Çekiç ve insan seslerinin birbirine karıştığı bu sokaklarda, 3 metrekarelik bir dükkan dikkat çekiyor. Tek koltuğun sığdığı bu dükkana hayat veren ise 78 yaşındaki berber Sait Bingöl. Bingöl, 69 yıldır eski usul aletlerle saç ve sakal kesimi yapıyor.
TÜRKÇE BİLMEDİĞİ İÇİN BAŞLAYAN BİR HİKAYE...
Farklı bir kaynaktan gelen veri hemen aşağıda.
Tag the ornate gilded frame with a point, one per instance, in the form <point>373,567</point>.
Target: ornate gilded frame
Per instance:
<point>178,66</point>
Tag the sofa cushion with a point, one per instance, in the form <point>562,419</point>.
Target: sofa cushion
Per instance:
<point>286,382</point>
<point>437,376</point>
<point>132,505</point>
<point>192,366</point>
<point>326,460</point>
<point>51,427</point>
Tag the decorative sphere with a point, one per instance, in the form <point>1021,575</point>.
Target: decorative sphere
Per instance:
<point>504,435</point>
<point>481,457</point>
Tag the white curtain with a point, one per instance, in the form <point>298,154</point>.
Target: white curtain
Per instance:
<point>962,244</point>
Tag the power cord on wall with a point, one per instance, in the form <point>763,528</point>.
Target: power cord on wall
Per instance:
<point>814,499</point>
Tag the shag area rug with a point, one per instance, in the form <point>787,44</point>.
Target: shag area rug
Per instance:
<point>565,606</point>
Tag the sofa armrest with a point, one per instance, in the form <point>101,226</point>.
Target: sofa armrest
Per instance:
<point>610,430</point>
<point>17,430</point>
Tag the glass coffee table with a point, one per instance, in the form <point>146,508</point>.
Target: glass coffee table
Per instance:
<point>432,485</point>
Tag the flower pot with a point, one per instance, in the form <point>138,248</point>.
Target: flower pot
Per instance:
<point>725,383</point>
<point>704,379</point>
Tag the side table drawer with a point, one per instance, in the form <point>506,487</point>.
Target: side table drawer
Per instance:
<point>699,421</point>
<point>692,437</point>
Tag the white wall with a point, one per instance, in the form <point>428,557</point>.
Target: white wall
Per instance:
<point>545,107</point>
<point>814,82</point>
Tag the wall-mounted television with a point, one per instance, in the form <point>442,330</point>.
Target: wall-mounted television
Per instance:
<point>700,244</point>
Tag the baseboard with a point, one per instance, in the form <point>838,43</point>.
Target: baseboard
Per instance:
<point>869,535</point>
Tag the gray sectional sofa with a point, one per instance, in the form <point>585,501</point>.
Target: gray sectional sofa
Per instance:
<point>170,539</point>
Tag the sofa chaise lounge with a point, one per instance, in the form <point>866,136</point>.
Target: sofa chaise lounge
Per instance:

Berber Bingöl, çayın gelmesini beklerken tıraş aletlerini inceliyorum. Her birinin bir hikayesi olduğunu tahmin ettiğim bu aletlerin dışında neredeyse hiç elektrikli makine yok. Ustasından kalan bu aletler arasında 150 yıllık olanlar bile var. Çay da gelince dükkanın önündeki taburelere oturup, sohbet etmeye başlıyoruz.
Bingöl, okuldan alınıp berberin yanına çırak verildiğinde 7 yaşında olduğunu söylüyor. Okuldan alınma hikayesi ise birçok Kürt çocuğunun yaşadıklarıyla benzerlik gösteriyor: "Ben hiç Türkçe bilmiyordum. Öğretmen de ısrarla Türkçe cevap vermemi istiyordu, vermeyince de beni dövdü. Ailem de beni okuldan aldı."
Sait Bingöl okuldan alınma hikayesini anlatırken yan tarafta bizi dinleyen esnaf araya giriyor ve "Xalê Sait, sen halen Türkçe bilmiyorsun" diyor.
‘SUR’DA KİMİ TANIYORSAM HEPSİ PERİŞAN OLDU’
10 yıl çıraklık yapan Bingöl, ilk dükkanını Yanık Çarşı'da (Çarşiya Şewitî) açmış. Askere gidip geldikten sonra Suriçi'ndeki bu küçük dükkana geçmiş.
Dükkan sahiden küçücük. Daha büyük bir dükkana taşınmayı da hiç düşünmemiş. "Gençler buranın bir ruhu olduğunu bilmiyor" diyor Bingöl ve şunları anlatıyor:
"Eskiden buralar gece 23.00'a kadar açık ve canlıydı. Benim gençliğim burada geçti, en iyi arkadaşlıklarımı buradan edindim. Hepimiz yaşamını idame ettirmeye çalışan aynı halkın parçalarıydık. Bu küçücük dükkan da bana yetti. Hiçbir zaman daha büyük, daha konforlu bir dükkan istemedim. Sur yıkıldıktan sonra neredeyse kimse kalmadı. Aylarca dükkanımıza gelemedik. Bazıları gitti, gitmek zorunda kaldı. Evleri yıkılanlar oldu, onlar ya başka şehirlere, köylere ya da TOKİ'lere gittiler. Bazıları öldü, bazıları da mahalleyi terk etti zaten. Kimi tanıyorsam hepsi perişan oldu."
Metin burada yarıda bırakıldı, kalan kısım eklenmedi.